When ZooKeeper or Consul might be better:

Consul is worth considering if you need multi-datacenter replication with built-in health checks and a DNS interface — the agent-based model reduces what your team has to operate. ZooKeeper fits naturally if Kafka or HBase are already in your stack, since those systems depend on it anyway. For everyone else on Kubernetes, or anyone who just needs a clean Raft implementation without extra dependencies, etcd is the straightforward choice.

When Not to Use etcd

etcd is not meant for general application data.

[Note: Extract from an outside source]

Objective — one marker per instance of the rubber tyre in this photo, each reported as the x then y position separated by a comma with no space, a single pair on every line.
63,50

It’s designed for metadata and coordination, so high-volume application data belongs in Redis or a proper database. High-throughput event streams also push beyond what etcd handles well — while 1-10ms latency at thousands of operations per second works fine for coordination, it won’t meet the demands of event pipelines. For queuing or job scheduling, reach for a dedicated message queue like Kafka or RabbitMQ instead.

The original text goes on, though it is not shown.